[TOS] how broad a mandate?

pamela fox pamela.fox at gmail.com
Thu Apr 30 18:41:21 UTC 2009


Hmm, as a former CS student, I would have found it a bit
weird/off-putting to discuss gender equity in a computing course. I'd
want to discuss computing!

I'd agree with Greg on this one -- keep the focus.
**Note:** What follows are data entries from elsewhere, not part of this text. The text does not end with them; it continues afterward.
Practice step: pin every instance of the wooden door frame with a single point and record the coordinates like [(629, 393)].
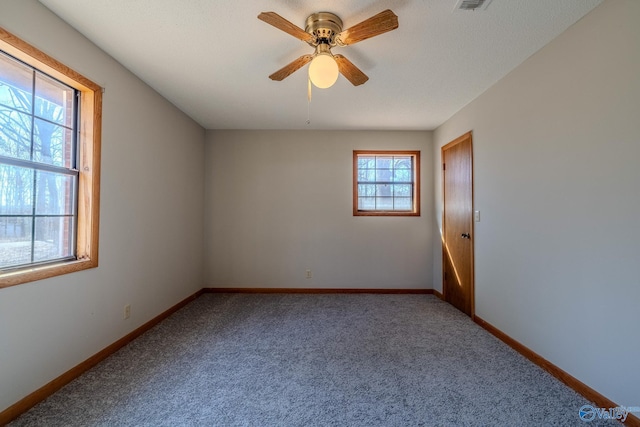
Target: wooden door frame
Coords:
[(458, 140)]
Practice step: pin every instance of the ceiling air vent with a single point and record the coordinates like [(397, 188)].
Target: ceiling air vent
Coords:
[(472, 4)]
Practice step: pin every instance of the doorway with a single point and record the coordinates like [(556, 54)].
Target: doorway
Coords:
[(457, 224)]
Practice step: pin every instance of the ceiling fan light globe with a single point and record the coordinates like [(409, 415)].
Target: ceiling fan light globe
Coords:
[(323, 71)]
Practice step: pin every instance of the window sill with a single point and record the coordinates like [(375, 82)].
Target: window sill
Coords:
[(31, 274)]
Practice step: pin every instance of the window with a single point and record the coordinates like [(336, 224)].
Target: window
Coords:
[(386, 183), (50, 122)]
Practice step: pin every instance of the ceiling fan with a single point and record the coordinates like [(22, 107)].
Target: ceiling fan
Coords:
[(323, 31)]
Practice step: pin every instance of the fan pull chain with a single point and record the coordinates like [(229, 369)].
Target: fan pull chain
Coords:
[(308, 101)]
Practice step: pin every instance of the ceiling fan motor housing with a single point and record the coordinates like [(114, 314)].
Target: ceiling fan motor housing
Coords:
[(324, 26)]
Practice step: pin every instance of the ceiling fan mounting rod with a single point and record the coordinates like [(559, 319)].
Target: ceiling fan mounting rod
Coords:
[(324, 26)]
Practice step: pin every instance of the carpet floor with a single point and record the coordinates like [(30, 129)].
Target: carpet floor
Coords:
[(313, 360)]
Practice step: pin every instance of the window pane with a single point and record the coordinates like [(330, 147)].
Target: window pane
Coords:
[(366, 162), (53, 238), (366, 203), (15, 84), (15, 241), (384, 203), (402, 162), (384, 162), (54, 101), (16, 190), (366, 190), (384, 190), (54, 193), (403, 203), (402, 175), (365, 175), (52, 144), (15, 134), (384, 175), (402, 190)]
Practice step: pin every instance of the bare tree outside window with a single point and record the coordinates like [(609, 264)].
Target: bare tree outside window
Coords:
[(38, 175)]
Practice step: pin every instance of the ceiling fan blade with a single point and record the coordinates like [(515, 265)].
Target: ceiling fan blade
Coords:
[(377, 24), (350, 71), (280, 23), (289, 69)]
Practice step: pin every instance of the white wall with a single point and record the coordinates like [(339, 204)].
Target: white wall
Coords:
[(150, 226), (557, 146), (280, 202)]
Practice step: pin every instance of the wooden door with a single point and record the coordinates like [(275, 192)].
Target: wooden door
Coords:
[(457, 223)]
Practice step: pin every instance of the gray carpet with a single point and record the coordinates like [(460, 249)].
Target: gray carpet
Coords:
[(305, 360)]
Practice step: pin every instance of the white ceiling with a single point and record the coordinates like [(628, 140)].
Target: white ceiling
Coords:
[(211, 58)]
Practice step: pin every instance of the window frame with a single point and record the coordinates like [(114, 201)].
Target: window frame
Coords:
[(415, 154), (89, 144)]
On Fri, May 1, 2009 at 4:38 AM, Greg Dekoenigsberg <gdk at redhat.com> wrote:
>
> On Thu, 30 Apr 2009, Greg Wilson wrote:
>
>> [Disclaimer: I'm not trying to make trouble or raise temperatures in this,
>> just trying to get a feel for what participants in this list think is in
>> scope.]
>>
>> It's pretty clear that materials for teaching open source have to talk
>> about licensing, which I believe necessitates discussion of the wider
>> social context of copyright vs. file sharing, software patents, free
>> speech, etc.  Discussions of open source "in the large" also often touch
>> on the needs of developing countries.  Given all of that, should we also
>> cover equity issues, such as why gender ratios in open source are much
>> worse than they are in the industry as a whole (where they are in turn
>> worse than in most white collar sectors)?  Incidents such as Mike
>> Gunderloy's resignation from the Rails Activists group [1] over the
>> responses to Sarah Allen's complaints about GoGaRuCo [2] mean that
>> students are going to encounter the question; should we be trying to give
>> them context?
>
> This is why the "working group" concept is useful.
>
> My preference is to keep scope deliberately narrow, so that I can meet
> that goal.  In the end, that goal may not be necessary but not sufficient
> to achieve the larger mission -- but small goals, continually achieved,
> drive the mission forward.
>
> Now, I can see someone else with a passion leading a working group
> focusing on gender equality.  Personally, I've come to believe that HFOSS
> has it completely right in that regard.  But I'd rather not slow down any
> of the current working groups -- because I know that my own is moving
> slowly enough.  :/
>
> --g
>
> --
> Computer Science professors should be teaching open source.